In my recent post Are we nearing the end of global recession, we had discussed how the club of rich industrialised nations, Organisation for Economic Co-operation and Development (OECD) says that the global recession is coming to an end faster than thought a few months ago and may in fact already be over.

The US central bank now has joined in the chorus. The US Federal Reserve has come out with a survey that confirms that the US economy has turned around a corner based on reports from regional banks. This survey precedes the monetary policy meeting, to be held in two weeks. If indeed the US Fed accepts at the meeting that the recession is over; then it is likely to increase interest rates, currently pegged at zero.

We continue to be of the opinion that investors should not get too optimistic. Several noted investors including Wilbur Ross and David Dreman have also sounded a note of caution. In fact, Warren Buffett has recently warned that we will have to deal with the side effect of the enormous dosages of monetary medicine that continue to be administered.

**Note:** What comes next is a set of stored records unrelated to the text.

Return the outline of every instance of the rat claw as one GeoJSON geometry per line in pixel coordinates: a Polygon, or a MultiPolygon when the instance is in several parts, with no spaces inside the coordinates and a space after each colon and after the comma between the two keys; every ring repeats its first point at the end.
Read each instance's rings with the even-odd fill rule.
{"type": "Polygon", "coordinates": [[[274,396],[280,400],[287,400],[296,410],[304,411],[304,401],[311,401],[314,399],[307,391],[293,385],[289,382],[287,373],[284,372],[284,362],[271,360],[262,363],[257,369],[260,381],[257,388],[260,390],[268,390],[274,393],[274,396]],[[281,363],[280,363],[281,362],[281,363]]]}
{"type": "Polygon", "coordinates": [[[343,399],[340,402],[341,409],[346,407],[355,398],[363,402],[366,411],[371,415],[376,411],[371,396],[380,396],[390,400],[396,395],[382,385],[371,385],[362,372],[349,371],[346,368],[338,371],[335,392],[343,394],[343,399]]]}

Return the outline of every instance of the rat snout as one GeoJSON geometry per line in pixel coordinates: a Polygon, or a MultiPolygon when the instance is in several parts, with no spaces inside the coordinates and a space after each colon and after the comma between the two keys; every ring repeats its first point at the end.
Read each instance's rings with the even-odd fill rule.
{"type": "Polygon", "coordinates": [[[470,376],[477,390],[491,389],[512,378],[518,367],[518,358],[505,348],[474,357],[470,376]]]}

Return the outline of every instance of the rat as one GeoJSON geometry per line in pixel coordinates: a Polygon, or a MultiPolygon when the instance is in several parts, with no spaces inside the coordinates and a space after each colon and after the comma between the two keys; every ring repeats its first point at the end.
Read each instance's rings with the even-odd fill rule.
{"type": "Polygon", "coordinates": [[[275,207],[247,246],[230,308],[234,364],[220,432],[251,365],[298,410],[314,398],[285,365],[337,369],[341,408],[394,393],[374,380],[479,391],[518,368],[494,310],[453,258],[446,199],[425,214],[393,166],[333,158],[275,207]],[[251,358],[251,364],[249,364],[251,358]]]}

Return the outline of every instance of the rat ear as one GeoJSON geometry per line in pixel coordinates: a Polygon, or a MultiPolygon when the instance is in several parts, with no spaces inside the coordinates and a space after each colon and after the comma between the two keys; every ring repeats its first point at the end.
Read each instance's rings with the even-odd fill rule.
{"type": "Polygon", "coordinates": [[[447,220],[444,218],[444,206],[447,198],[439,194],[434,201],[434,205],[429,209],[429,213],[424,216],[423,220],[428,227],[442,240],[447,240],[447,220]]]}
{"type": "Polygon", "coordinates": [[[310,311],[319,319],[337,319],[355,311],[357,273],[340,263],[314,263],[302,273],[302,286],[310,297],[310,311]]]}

Although it is close to two decades since India began on its path to liberalization, doing business in India continues to be a difficult task. Today's chart of the day shows India's rank among 184 nations in the ease of doing business. The 'Doing business 2010' study conducted by the International Finance Corporation ranks countries on 10 parameters. India performs relatively well on 'getting credit' and dismally on 'enforcing a contract', where it gets the lowest ranking among all the nations studied! Not surprisingly, India comes in at the 133rd place, on an overall basis.

India does have company from the other BRIC nations, but that's hardly any consolation. The countries where doing business is the easiest happen to be among the most prosperous. That's certainly food for thought for our policy makers and the administrative machinery.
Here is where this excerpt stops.